Image credit: https://phys.org/
By drilling deep down into sediments on the ocean floor researchers can travel back in time. A research team led by Uppsala University now presents new clues as to when and why a period often referred to as the ‘biogenic bloom’ came to an abrupt end. Changes in the shape of the Earth’s orbit around the Sun may have played a part in the dramatic change.
Healthy ocean systems contain healthy primary producers, such as the single-celled algae diatoms and coccolithophores, which sustain all other life in the oceans through the marine food webs. Primary producers also release oxygen and regulate the climate by taking up CO2 and binding carbon into solid components that are buried in deep-sea sediments, which is an effective long-term solution for carbon removal from the atmosphere.
Most of these algae use sunlight, CO2 and inorganic nutrients to build up their body mass. However, these nutrients are quickly exhausted in the sun-lit surface waters, if not replenished by ocean mixing or renewed by river supply.
Throughout Earth’s history, paleoceanographers reconstruct changes in primary productivity by looking at algal remains buried in ocean-floor sediments. Although only a small fraction of surface water production is recorded in marine sediments, on geological time scales, changes in the accumulation of biogenic sediments (including the calcareous scales of coccolithophores and siliceous shells of diatoms) are linked to past changes in ocean productivity.

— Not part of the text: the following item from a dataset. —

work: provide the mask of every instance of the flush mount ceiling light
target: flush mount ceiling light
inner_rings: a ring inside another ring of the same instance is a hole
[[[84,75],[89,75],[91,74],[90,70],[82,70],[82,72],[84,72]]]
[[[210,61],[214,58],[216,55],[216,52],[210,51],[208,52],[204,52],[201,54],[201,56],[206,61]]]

It is important to understand what factors influence ocean productivity on a global scale, but also how fast or slow this complex system may respond to environmental changes.
For many decades, geoscientists have known about an extended period of time when ocean productivity was much higher than today. This occurred during the late Miocene to early Pliocene (from 9 to 3.5 million years ago) and the period is often called the ‘biogenic bloom.’ However, to date, scientists still do not fully understand the reasons why productivity was so much higher in the past, or why this period came to an end.
A group of scientists collaborating with Boris-Theofanis Karatsolis, a Ph.D. student at Uppsala University, combined multiple deep-sea sediment drill cores from all major oceans to investigate what caused the end of the high ocean productivity. Using scientific ocean drilling, it is possible to operate in waters as deep as 4 kilometers and still drill 1 kilometer down into the sediments, recovering millions of years of ocean history.
The sediments studied by Karatsolis and colleagues were recovered from 200–350 meters below the seafloor on the northwestern Australian shelf. The researchers measured the accumulation rates of biogenic particles and combined their data with those previously collected using similar methods at 16 additional locations. The accuracy of the ages of each dataset was first critically assessed, to ensure reliable comparisons across the different regions.
Their results show that productivity declined abruptly 4.6 million years ago in the tropics. A possible explanation for this rapid decrease may involve reduced East Asian monsoon intensity and decreased riverine nutrient supply, coinciding with changes in the shape of the Earth’s orbit around the Sun.
The study adds new pieces to the larger puzzle but the mechanisms behind this event will need further study.
“Understanding the natural pace of past events provides a good comparative measuring stick for the changes we observe in our environment today,” says Boris-Theofanis Karatsolis.